まず、渡された紙にはこのような文書が記載されていた。
【観光客の皆様へ】
『みぎわ島』観光ツアーへのご応募ありがとうございます。
ツアー参加者の皆様にはみぎわ島で楽しい1週間をお過ごしいただくために持ち込むお荷物の申請をお願いしております。

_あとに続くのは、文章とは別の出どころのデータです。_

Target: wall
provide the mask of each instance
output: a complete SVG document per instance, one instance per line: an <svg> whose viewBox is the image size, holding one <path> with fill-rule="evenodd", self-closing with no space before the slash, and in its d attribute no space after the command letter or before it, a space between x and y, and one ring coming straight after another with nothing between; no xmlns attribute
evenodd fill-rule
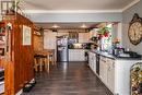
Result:
<svg viewBox="0 0 142 95"><path fill-rule="evenodd" d="M142 17L142 0L122 13L122 45L142 55L142 43L134 46L128 38L129 22L132 20L134 13L138 13Z"/></svg>
<svg viewBox="0 0 142 95"><path fill-rule="evenodd" d="M11 15L12 16L12 15ZM5 22L12 23L11 32L11 47L10 56L11 59L4 60L4 82L5 82L5 93L4 95L15 95L20 90L23 88L25 83L29 82L34 78L33 69L33 23L16 14L14 20L8 20L11 16L5 16ZM29 26L32 28L32 44L24 46L23 40L23 25Z"/></svg>
<svg viewBox="0 0 142 95"><path fill-rule="evenodd" d="M44 49L56 49L56 36L69 35L69 29L61 29L58 33L52 31L44 32ZM76 32L79 32L76 29ZM81 31L80 31L81 32ZM79 43L87 43L88 41L88 33L79 33Z"/></svg>
<svg viewBox="0 0 142 95"><path fill-rule="evenodd" d="M44 49L56 49L56 36L68 35L69 33L44 32Z"/></svg>
<svg viewBox="0 0 142 95"><path fill-rule="evenodd" d="M121 22L120 12L110 13L33 13L33 22Z"/></svg>

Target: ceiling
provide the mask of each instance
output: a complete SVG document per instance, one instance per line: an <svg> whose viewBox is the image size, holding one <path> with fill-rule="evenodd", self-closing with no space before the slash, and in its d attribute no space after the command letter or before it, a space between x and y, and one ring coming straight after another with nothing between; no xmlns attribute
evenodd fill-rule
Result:
<svg viewBox="0 0 142 95"><path fill-rule="evenodd" d="M36 11L36 13L56 12L56 11L119 11L139 0L23 0L21 7L23 10ZM31 11L31 12L32 12ZM29 13L31 13L29 12ZM37 23L44 28L52 28L57 24L60 28L81 28L83 23ZM87 27L94 27L98 23L88 23Z"/></svg>
<svg viewBox="0 0 142 95"><path fill-rule="evenodd" d="M26 10L121 10L134 0L23 0Z"/></svg>
<svg viewBox="0 0 142 95"><path fill-rule="evenodd" d="M58 28L64 28L64 29L71 29L71 28L83 28L81 27L82 25L86 25L86 28L90 27L95 27L98 23L92 23L92 22L86 22L86 23L36 23L37 26L42 26L44 28L54 28L54 25L59 26Z"/></svg>

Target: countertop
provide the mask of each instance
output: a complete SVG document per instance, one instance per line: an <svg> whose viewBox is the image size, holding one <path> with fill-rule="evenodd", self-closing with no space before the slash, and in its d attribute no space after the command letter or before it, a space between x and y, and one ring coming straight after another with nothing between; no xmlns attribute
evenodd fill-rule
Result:
<svg viewBox="0 0 142 95"><path fill-rule="evenodd" d="M88 50L91 52L110 58L110 59L115 59L115 60L142 60L142 58L132 58L132 57L116 57L111 54L105 52L105 51L98 51L98 50Z"/></svg>

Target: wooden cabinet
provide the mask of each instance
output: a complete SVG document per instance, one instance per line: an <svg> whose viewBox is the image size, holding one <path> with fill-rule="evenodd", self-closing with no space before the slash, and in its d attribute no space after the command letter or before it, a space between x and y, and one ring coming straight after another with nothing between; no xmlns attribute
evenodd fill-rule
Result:
<svg viewBox="0 0 142 95"><path fill-rule="evenodd" d="M69 61L85 61L85 50L69 49Z"/></svg>

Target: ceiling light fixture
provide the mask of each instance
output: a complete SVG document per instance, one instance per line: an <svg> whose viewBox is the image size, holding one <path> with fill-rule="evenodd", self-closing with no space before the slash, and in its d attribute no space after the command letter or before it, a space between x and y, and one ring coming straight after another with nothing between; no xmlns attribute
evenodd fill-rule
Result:
<svg viewBox="0 0 142 95"><path fill-rule="evenodd" d="M85 24L82 24L81 27L82 27L82 28L86 28L87 26L86 26Z"/></svg>
<svg viewBox="0 0 142 95"><path fill-rule="evenodd" d="M52 28L58 28L58 27L60 27L60 26L58 26L57 24L54 24L51 27L52 27Z"/></svg>

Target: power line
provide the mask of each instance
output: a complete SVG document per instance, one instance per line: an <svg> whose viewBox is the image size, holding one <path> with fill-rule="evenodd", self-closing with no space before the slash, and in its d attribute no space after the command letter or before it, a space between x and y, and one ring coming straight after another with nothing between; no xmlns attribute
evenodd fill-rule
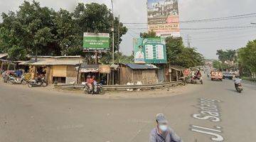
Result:
<svg viewBox="0 0 256 142"><path fill-rule="evenodd" d="M188 30L188 31L199 31L199 30L216 30L216 29L239 29L239 28L256 28L256 26L223 26L223 27L213 27L213 28L169 28L170 30ZM132 28L128 27L128 28L137 29L137 30L146 30L148 28Z"/></svg>
<svg viewBox="0 0 256 142"><path fill-rule="evenodd" d="M247 13L247 14L240 14L240 15L235 15L225 17L218 17L218 18L203 18L203 19L196 19L196 20L188 20L188 21L180 21L178 22L171 22L171 23L201 23L201 22L212 22L212 21L227 21L227 20L233 20L233 19L240 19L240 18L247 18L256 17L256 13ZM123 22L124 24L126 25L145 25L148 24L148 23L143 22Z"/></svg>

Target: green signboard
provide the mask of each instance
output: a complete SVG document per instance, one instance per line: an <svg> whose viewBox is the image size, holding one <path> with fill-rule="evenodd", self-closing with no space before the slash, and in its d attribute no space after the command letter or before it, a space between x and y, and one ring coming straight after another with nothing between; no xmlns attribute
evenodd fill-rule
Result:
<svg viewBox="0 0 256 142"><path fill-rule="evenodd" d="M166 63L164 38L134 38L134 62Z"/></svg>
<svg viewBox="0 0 256 142"><path fill-rule="evenodd" d="M85 33L83 48L87 50L109 50L110 33Z"/></svg>

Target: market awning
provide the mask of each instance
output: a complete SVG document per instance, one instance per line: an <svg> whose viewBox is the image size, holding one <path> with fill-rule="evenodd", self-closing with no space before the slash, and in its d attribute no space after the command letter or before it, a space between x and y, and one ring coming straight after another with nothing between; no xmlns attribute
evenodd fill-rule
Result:
<svg viewBox="0 0 256 142"><path fill-rule="evenodd" d="M82 64L80 70L80 72L99 72L100 65L86 65Z"/></svg>
<svg viewBox="0 0 256 142"><path fill-rule="evenodd" d="M171 65L170 68L176 70L178 70L178 71L183 71L183 70L186 70L185 67L179 66L179 65Z"/></svg>
<svg viewBox="0 0 256 142"><path fill-rule="evenodd" d="M156 66L154 65L141 65L141 64L124 64L125 65L129 67L132 70L156 70L159 69Z"/></svg>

その際、以下のものは持ち込み不可となりますのでご了承ください。
・危険物(銃刀法違反にあたるようなもの)の持ち込みはお断りさせていただきます。
(トラブルのもとになるため)
・種子などの持ち込みはお断りさせていただきます。
(島特有の植物も多くあるため)
・動物の同伴はお断りさせて頂きます。
(自然などを荒らしてしまう恐れがあるため)
⚠︎雑誌やテレビの取材や調査員はお断りさせて頂きます。
(発覚した場合はそれなりの対処をさせて頂きます)
「お二方のご職業は探偵ということでご申請頂いていますが、、、」
「えぇ。けれど友人からプレゼントされた旅行ですから仕事をするわけではないですよ」
「左様でございますか。」
怪しむような担当者の質問に紫苑は爽やかな笑顔で返すと、どこかホッとした様子でチェックシートのようなものに書き込みをする。
身元調査、いや、選別とでもいうのだろうか。
紫苑は素直に答えたまでではあったが。
そんな紫苑の横で、花梨は楽しみで堪らないと言った様子でニコニコとしている。
結局、その日はいくつかの質疑応答を交わした後にみぎわ島のパンフレットを渡されて終了となった。
「師匠!なんだかいよいよって感じですね!」
その帰り道、花梨はパンフレットの中身を眺めながらウキウキした様子でそう話しかける。
「そうだね。」
とりあえずにこりとして答えたものの、紫苑の内心は疑心暗鬼になっていた。
旅行者が同じ県内とは限らない。
が、何故個別に行う必要があるのか。
そして、取材や調査員お断りのわけは何か。
観光地であれば、宣伝してもらった方が潤うはずだ。
しかし、それを敢えて拒む訳とはなんだろうか。
不安を煽るかのように雪山で見た光景が脳裏に浮かぶ。
そんな自分に苦笑いを浮かべた。
あんなにも非日常的なことが何度も起こるわけがないだろう、と。
けれども経験が告げている。
可能性は0ではないだろう?と。
純粋に旅行を楽しみにしている花梨と不安を拭いきれない紫苑。
それぞれがそれぞれの思いを抱きながらも旅行当日を迎えるのであった。